After listening to their chanting for a while, I took my can and tried to throw it towards the wheelbarrow, but I couldn't even grip the can and instead of going towards the wheelbarrow, it went straight up in the air because I couldn't even get my arm to swing forward. And then it somehow changed direction, like a magic bullet, and began to fly through the joists that were hanging down without touching one of them.  It was threading a needle like Luke Skywalker attacking the Death Star. It kept flying on and on and on through all the joists, and then it began to fall, and it fell straight into the wheelbarrow.
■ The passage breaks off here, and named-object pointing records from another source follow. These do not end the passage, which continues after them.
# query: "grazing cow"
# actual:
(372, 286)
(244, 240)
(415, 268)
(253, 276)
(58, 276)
And we all stared at it and I heaved myself to my feet and I said, “Gentlemen, I bid you adieu.” And that's all I remember. 

 

Thank you.

Matt Freedman and Tim Spelios have been producing their Endless Broken Time drawing, talking and percussion performances at Studio 10 gallery in Bushwick, Brooklyn since 2015. Ancestors, machines, and philosophy are told and illustrated by Freedman and take their irregular rhythm and form from the aberrant and improvised syncopation of Spelios’ broken time drumming.